Tory party leader Iain Duncan Smith flew into Bradford today and said he wanted to make the city all blue at next month's local elections.

Mr Duncan Smith, in Bradford to launch the Conservative Party's local election campaign, said he expected his party to win outright control of the district council.

And he said Bradford, and other cities suffering gun crime and increasing violence, could learn a lesson from Rudolph Giuliani, the former Mayor of New York.

Mr Duncan Smith said crime levels in New York had dropped with high profile policing and claimed Britain should do the same - with officers visible on every street corner and close at hand when people needed help.

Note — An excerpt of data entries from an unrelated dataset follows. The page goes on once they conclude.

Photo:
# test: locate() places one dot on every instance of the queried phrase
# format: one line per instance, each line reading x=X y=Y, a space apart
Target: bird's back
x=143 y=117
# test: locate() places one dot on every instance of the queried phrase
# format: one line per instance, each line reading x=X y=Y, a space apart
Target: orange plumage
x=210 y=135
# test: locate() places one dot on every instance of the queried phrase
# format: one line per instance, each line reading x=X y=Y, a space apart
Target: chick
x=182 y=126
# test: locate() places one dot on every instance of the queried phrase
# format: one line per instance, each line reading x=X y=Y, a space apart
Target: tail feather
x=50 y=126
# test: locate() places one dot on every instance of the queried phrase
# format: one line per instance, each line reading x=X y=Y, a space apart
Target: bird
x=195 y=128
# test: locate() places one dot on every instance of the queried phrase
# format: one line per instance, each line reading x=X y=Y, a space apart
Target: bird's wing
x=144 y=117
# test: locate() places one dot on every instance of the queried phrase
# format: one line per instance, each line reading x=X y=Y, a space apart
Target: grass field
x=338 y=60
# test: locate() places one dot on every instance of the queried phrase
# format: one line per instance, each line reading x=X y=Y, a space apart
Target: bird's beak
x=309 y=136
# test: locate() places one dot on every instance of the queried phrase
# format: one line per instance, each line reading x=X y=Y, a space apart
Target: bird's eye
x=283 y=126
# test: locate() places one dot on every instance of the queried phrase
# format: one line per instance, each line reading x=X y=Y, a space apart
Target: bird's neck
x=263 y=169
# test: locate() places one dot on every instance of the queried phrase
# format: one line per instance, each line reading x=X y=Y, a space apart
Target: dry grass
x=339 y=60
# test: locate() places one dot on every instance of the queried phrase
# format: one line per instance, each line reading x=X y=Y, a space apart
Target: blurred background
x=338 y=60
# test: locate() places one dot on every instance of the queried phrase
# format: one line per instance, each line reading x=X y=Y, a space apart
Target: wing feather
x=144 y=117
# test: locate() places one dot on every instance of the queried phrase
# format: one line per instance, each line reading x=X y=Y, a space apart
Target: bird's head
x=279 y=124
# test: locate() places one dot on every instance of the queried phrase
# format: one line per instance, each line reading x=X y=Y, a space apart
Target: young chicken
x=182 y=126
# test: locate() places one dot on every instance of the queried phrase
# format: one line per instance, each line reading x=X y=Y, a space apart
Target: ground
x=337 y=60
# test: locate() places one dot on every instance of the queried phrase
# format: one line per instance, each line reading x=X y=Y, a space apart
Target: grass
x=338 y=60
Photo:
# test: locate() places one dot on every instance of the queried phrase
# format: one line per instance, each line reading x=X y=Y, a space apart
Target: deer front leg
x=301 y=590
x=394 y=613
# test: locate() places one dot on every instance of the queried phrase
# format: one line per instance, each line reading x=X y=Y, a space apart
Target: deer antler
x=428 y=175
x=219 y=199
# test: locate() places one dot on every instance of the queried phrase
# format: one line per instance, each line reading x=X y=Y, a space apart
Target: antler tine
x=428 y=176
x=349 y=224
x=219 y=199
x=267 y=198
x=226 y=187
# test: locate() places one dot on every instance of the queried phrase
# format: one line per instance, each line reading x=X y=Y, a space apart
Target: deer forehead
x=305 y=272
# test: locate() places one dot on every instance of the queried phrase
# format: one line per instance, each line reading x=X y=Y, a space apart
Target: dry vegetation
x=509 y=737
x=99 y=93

When asked about the Government's decision to call in the Odsal Stadium planning application for a public inquiry, the Tory leader said: "What can you expect from the people responsible for the Millennium dome?"

There are plans for a £60 million major redevelopment of the stadium to make it a 26,000-seater with other leisure schemes.

But the redevelopment has been hit by the announcement to call in the plans for an inquiry.

He said he saw Bradford as a model Council for the rest of Britain with a lower than average Council tax increase and "excellent" services.

Mr Duncan Smith praised Tory leader, Councillor Margaret Eaton's leadership in the hung Council but said he expected overall control after May.

The Tory manifesto, Making Life Better, concentrates on keeping control in local hands, better services for less, better health services and better policing.

Mr Duncan Smith accused Labour of "taxation by stealth" and said he wanted people power and not centralisation.

The district's Tory and Labour groups have already hit the campaign trail, each with the aim of getting a majority on the hung Council on May 2.

Labour needs to gain five seats and the Tories ten.

The Liberal Democrat group is contesting all 30 seats and the Green Party, with one councillor, is contesting 13.